El bloqueo no se lee solo en términos militares; se mide en legitimidad. La operación estadounidense se interpreta como una medida de alto voltaje sin un paraguas multilateral nítido y con socios que, como mínimo, evitan aparecer como coautores. En el frente interno, además, la tensión política se refleja en el debate sobre poderes de guerra: el Senado volvió a fracasar en su intento de limitar la acción del Ejecutivo en este conflicto.

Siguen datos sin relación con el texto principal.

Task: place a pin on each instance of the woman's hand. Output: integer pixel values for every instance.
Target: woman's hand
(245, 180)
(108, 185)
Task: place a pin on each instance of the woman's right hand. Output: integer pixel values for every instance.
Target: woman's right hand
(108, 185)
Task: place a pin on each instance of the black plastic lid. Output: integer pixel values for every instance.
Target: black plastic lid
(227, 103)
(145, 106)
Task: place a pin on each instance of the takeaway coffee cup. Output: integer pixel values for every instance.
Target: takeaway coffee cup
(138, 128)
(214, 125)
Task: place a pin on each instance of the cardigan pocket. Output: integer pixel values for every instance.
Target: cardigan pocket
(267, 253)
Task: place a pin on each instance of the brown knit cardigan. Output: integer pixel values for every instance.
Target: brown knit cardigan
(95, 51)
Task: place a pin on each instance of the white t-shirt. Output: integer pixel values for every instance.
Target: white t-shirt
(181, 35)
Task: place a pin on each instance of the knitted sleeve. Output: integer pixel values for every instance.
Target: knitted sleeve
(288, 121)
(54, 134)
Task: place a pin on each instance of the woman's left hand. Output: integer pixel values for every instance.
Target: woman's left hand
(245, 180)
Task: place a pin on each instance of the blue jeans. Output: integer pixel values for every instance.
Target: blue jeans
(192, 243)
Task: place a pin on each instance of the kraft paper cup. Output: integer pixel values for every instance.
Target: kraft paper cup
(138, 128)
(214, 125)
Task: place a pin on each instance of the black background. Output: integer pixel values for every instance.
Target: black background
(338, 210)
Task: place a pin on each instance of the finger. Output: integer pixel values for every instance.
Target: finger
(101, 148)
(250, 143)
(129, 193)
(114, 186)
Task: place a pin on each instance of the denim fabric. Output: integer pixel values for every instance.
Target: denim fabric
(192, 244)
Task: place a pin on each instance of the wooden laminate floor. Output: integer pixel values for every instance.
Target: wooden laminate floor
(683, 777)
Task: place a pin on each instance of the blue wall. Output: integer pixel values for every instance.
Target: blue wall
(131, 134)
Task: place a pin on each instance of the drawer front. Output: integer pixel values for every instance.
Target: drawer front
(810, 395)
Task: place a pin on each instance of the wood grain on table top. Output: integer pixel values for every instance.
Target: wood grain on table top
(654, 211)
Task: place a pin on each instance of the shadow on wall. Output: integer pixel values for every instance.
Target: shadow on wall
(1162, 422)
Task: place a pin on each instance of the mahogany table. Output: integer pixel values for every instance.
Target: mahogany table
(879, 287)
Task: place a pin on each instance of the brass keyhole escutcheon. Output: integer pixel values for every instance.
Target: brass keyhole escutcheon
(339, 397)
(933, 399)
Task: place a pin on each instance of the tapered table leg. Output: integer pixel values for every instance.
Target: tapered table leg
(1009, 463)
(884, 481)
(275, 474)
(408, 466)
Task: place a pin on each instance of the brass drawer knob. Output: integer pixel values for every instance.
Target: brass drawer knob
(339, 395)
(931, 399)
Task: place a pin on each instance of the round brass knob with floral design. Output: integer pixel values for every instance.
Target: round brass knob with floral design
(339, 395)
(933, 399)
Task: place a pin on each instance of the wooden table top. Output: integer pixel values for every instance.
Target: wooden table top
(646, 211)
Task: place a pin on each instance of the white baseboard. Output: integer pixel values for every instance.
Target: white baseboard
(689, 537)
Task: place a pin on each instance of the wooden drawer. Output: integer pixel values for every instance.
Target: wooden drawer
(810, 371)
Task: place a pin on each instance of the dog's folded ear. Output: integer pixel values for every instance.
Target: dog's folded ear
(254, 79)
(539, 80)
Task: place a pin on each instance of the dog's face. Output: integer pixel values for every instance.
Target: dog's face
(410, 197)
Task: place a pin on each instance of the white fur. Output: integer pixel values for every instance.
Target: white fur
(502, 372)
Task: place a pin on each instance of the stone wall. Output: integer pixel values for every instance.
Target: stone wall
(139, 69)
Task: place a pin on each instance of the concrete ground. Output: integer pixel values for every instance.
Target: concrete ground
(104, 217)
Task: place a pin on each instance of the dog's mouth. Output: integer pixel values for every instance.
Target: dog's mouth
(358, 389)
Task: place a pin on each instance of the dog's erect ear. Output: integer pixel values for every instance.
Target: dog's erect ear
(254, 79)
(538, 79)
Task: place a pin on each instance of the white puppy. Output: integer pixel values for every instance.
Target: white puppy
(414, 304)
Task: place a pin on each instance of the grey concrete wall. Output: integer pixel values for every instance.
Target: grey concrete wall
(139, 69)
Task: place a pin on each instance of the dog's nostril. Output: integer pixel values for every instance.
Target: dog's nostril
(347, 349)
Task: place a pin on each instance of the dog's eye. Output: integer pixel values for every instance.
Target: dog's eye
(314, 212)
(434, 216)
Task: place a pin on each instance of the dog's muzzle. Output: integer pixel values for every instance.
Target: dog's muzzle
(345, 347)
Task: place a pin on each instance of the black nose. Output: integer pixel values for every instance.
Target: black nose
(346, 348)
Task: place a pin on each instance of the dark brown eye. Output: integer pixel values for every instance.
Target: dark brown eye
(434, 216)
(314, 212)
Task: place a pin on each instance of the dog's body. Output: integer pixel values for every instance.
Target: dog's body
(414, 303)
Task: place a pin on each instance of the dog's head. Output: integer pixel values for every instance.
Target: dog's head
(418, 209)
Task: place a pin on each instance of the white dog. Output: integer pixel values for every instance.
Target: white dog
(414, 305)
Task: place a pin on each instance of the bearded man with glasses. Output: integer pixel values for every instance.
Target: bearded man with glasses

Ese marco importa por una razón práctica: cuanto más discutida es la legalidad, más difícil es construir una coalición de vigilancia y más fácil es que terceros —desde compradores asiáticos hasta operadores de “flota en la sombra”— busquen grietas para seguir comerciando.

El tablero que viene: disuasión o escalada

El diagnóstico es inequívoco: el bloqueo persigue estrangular el comercio marítimo iraní, pero corre el riesgo de disparar incentivos para la evasión. La “flota opaca”, los cambios de bandera, los AIS apagados y los transbordos discretos proliferan cuando el beneficio esperado supera el riesgo. Al mismo tiempo, Teherán mantiene un repertorio de respuestas asimétricas: presión sobre rutas alternativas, amenazas sobre el propio Ormuz y extensión del conflicto a otros corredores.

La clave estará en si Washington logra sostener un cerco creíble sin pagar el precio de una escalada directa. Porque el bloqueo, en su forma más dura, no solo castiga a Irán: tensiona a importadores, golpea a consumidores y pone a prueba la arquitectura del comercio global en el paso por el que circula una quinta parte del petróleo del planeta.